Dieses Jahr hat sie zwar wie vorher wirklich viele Unterwasserblätter, aber treibt nicht nach oben 

Eine andere, kleinere hat keinerlei Probleme und schon Blätter an der Oberfläche.
Woran kann das liegen?

Ellen


----------



## ChristianB (11. Mai 2012)

*AW: Seerose bildet keine Schwimmblätter*

Hallo Ellen,

genau das gleiche Bild ist bei mir. Alle Pflanzen sind schon gut gewachsen, nur bei der Seerose -ca. 5 Jahre alt  - ist noch kein Lebenszeichen zu sehen.

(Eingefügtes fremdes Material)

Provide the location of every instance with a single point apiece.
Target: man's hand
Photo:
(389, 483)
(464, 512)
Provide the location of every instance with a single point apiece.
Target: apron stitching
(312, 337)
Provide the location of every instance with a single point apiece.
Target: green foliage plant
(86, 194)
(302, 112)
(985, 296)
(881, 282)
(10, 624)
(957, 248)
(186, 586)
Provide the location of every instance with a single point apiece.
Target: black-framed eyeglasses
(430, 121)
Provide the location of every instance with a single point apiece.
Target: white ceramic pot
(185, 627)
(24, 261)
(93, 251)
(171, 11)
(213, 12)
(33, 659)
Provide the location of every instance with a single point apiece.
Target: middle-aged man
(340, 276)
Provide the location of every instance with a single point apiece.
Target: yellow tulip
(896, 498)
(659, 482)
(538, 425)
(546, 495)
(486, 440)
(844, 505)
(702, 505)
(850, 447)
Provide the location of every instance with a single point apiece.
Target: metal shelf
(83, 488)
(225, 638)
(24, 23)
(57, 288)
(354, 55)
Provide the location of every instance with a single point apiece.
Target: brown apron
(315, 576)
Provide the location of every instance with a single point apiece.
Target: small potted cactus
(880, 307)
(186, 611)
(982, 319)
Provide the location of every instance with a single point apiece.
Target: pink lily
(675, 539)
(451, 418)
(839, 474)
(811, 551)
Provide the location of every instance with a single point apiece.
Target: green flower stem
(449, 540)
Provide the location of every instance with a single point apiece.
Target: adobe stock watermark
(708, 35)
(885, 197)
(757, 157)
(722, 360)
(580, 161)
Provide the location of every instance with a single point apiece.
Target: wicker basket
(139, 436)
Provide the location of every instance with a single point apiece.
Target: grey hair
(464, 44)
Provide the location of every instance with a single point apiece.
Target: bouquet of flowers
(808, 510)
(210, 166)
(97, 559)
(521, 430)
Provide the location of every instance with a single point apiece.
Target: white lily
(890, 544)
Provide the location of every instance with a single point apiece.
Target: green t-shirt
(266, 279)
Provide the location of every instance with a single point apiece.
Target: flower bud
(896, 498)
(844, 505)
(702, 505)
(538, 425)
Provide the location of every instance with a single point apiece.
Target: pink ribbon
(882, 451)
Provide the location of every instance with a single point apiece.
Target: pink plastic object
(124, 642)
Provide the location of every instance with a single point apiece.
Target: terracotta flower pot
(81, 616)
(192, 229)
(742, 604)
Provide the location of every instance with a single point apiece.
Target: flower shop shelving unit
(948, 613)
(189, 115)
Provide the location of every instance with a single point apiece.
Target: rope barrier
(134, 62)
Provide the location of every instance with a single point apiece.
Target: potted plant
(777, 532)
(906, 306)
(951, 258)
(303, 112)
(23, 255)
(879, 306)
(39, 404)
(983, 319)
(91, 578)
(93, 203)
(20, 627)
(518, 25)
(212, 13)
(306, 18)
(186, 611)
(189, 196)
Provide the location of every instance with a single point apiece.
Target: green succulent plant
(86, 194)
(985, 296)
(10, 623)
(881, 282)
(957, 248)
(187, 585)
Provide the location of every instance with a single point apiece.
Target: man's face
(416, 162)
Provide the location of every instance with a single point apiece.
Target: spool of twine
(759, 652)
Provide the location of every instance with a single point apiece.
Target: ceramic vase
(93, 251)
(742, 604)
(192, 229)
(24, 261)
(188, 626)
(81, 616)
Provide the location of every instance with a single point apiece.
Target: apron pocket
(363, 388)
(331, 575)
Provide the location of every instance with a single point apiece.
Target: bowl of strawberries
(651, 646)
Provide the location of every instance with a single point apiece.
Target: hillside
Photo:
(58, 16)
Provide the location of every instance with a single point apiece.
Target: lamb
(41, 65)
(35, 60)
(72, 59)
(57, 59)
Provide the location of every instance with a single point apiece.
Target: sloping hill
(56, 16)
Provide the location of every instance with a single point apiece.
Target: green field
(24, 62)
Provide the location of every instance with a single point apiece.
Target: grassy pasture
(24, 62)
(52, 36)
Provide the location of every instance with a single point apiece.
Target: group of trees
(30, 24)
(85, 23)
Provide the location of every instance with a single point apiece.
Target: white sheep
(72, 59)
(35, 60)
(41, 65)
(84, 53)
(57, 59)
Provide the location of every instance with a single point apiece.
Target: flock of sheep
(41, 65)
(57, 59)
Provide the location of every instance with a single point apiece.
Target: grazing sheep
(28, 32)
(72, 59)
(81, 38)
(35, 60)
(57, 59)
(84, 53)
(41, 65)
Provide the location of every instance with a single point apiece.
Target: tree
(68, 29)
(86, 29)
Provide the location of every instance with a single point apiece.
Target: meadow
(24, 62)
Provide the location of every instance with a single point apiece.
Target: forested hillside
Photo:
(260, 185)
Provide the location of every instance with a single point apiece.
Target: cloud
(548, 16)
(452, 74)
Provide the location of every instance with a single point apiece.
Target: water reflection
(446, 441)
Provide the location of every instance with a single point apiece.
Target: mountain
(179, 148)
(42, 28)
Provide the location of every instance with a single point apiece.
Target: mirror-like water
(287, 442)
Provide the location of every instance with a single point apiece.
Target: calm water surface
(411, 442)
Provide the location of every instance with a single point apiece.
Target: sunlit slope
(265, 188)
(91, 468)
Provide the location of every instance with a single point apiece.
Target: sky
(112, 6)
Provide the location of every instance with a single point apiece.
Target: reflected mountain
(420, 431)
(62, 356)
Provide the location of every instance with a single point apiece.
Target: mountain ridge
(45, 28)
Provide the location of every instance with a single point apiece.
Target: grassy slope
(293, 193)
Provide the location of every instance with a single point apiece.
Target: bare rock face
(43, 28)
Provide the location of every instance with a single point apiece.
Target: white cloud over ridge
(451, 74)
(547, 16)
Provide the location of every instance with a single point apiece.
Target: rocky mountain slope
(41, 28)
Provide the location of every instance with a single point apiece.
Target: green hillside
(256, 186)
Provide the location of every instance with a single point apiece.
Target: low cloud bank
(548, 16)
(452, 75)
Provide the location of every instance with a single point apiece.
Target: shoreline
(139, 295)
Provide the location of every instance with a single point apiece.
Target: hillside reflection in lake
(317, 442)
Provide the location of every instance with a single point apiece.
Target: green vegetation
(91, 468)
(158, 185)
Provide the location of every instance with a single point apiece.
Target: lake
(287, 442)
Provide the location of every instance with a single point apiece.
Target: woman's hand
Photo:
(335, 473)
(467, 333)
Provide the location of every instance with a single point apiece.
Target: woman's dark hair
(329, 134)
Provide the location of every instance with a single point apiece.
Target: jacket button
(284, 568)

Gedüngt habe ich diese Jahr nicht, da alle anderen Pflanzen und leider auch die Schwebealgen sehr gut wachsen.


Gruß aus Dortmund
Christian


----------



## kullerbär_2010 (11. Mai 2012)

*AW: Seerose bildet keine Schwimmblätter*

@ Christian, wenn jetzt bei den Seerosen noch garnichts zu sehen ist, also keine Triebe oder gar Blätter, dann ist das wie bei meinem Nachbarn, der hatte die Seerosen über den Winter in ihren Körben in einer wasserbefüllten Mörtelwanne, die Rhizome sind komplett braun, trocken und hart geworden und die Wurzeln sind alle hohl und labbrig, das ganze Ding stinkt wie vergammelt, entweder sind die erforen, vergammelt oder ich weiß nicht? Hat jemand eine Erklärung?


----------



## Ellen (11. Mai 2012)

*AW: Seerose bildet keine Schwimmblätter*

Also meine Rose war wie seit Jahren den ganzen Winter im Teich und sie lebt ja, nur, dass keine Schwimmblätter hochkommen. Hab jetzt erstmal zwei Düngekegel zwischen die Wurzeln gedrückt, mal gucken, ob das hilft. Ist auch schwierig, diese Kegel zu platzieren, da die Rosse in der Mitte vom Teich und ziemlich tieft steht.
Algen wachsen bei mir auch (zum Glück hält sich das im Rahmen!) und die anderen Wasserpflanzen haben auch keine Probleme. 
Hab jetzt zur Beschattung wenigstens erstmal einige Schwimmpflanzen gekauft, 

Ellen


----------



## elkop (11. Mai 2012)

*AW: Seerose bildet keine Schwimmblätter*

hab hier einen thread gelesen, wo jemand supergut beschrieben hat, wie er seine tief stehenden seerosen düngt. du findest diesen faden bestimmt unter seerosen.


----------